En gros environ cinq mille personnes sont venues l’applaudir à Saint-Ouen, ce qui n’est nullement négligeable comme impact ! Mais avant d’en arriver à Joe Cocker, parlons un peu de ce qui nous fut offert comme hors d’œuvre avant ce fameux plat de résistance que l’on attendait depuis si longtemps. Avant toute chose voyons un peu l’organisation, de ce côté-là on ne peut guère s’en plaindre, bien sur la chasse au laissez-passer fut un peu dure, mais enfin passons. On peut également noter que l’itinéraire aurait pu être un peu mieux indiqué, l’emplacement du stade de Saint-Ouen, surtout qu’il y en a plus d’un, n’est pas tout de même pas aussi connu que celui du bastion de l’Olympia, à moins d’être un supporter farouche du Red Star, ce qui n’est pas mon cas et d’ailleurs on ne joue pas au football dans le stade de l’Olympia !!!

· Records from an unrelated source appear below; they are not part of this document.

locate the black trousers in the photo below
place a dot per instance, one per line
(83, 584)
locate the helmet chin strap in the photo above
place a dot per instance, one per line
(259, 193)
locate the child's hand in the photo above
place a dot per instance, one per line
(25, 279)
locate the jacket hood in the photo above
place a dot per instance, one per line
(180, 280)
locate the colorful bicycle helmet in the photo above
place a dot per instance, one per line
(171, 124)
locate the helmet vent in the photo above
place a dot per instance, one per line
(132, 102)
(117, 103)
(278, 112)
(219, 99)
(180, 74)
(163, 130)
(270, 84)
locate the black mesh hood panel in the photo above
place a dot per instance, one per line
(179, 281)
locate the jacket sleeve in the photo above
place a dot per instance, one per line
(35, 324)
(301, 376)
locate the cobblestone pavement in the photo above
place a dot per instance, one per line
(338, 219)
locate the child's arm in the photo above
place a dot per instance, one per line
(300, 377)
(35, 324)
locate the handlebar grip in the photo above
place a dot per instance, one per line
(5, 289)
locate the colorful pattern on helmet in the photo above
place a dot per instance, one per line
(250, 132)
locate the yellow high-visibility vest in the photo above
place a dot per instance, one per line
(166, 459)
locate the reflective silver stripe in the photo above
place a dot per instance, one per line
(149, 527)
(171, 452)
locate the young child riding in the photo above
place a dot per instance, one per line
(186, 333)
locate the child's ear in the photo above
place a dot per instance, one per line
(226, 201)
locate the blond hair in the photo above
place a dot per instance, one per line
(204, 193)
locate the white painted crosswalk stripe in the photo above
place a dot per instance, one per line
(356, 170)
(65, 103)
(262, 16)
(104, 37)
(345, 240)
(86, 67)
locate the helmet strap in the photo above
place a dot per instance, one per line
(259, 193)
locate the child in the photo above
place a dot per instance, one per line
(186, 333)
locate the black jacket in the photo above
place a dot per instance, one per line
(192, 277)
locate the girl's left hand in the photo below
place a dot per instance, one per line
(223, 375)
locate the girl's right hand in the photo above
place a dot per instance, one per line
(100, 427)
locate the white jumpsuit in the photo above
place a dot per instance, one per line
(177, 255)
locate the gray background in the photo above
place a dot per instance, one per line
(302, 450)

Mais là où fut le plus grave reproche c’est dans l’acoustique de la salle, je sais bien que les salles en France ou le son est bon sont assez rares, et celles qui existent soit sont trop petites, ou se refusent à accueillir la rock music : dans ces conditions bien sûr il est dur de trouver la salle adéquate mais on aurait pu espérer rendre le résultat possible, dommage. Par contre à la décharge des organisateurs, notons la quasi-absence de flics : ce qui retire un poids non négligeable aux passages des vibrations musicales en comparaison de l’Olympia, et l’agréable environnement de la salle dont le parterre face à la scène est dépourvu de sièges et recouvert d’un vaste tapis et au pourtour garni de gradins, d’où le risque écarté de casser les fauteuils. C’est peut-être ces raisons qui laissent sous-entendre une ambiance moins tendue et plus cordiale, qui ont prévalu dans le choix de la salle pour les organisateurs. Maintenant que le décor est posé, place à la musique, parlons donc immédiatement de la première partie du spectacle, et pour l’ordre chronologique des choses, et par le fait qu’après avoir vu Joe Cocker aussi bon que soient ses prédécesseurs, on les oublie un peu. C’est un groupe folk qui ouvrait le concert et que malheureusement je n’ai pu voir et dont j’ai oublié le nom, étant arrivé au début du passage de Juicy Lucy. Ce groupe au hard-rock juteux, comme son nom l’indique presque, m’a fait passer un agréable moment. Et pourtant à leur égard tout le monde n’a pas toujours été gentil et la critique mitigée, personnellement j’ai gardé une bonne impression de leur premier album, si je n’ai guère suivi le cours du suivant. Bien qu’ayant subi d’importants changements de musiciens depuis son origine, Juicy Lucy fait preuve d’une homogénéité non négligeable, bien que le fait qu’ils jouent fort ne les ait pas avantagés, la puissance des amplis rendant l’acoustique déplorable (il est à noter que pour Joe Cocker la balance fut meilleur, le volume sonore ayant été diminué, la résonance et les effets d’échos en furent donc moins perceptibles).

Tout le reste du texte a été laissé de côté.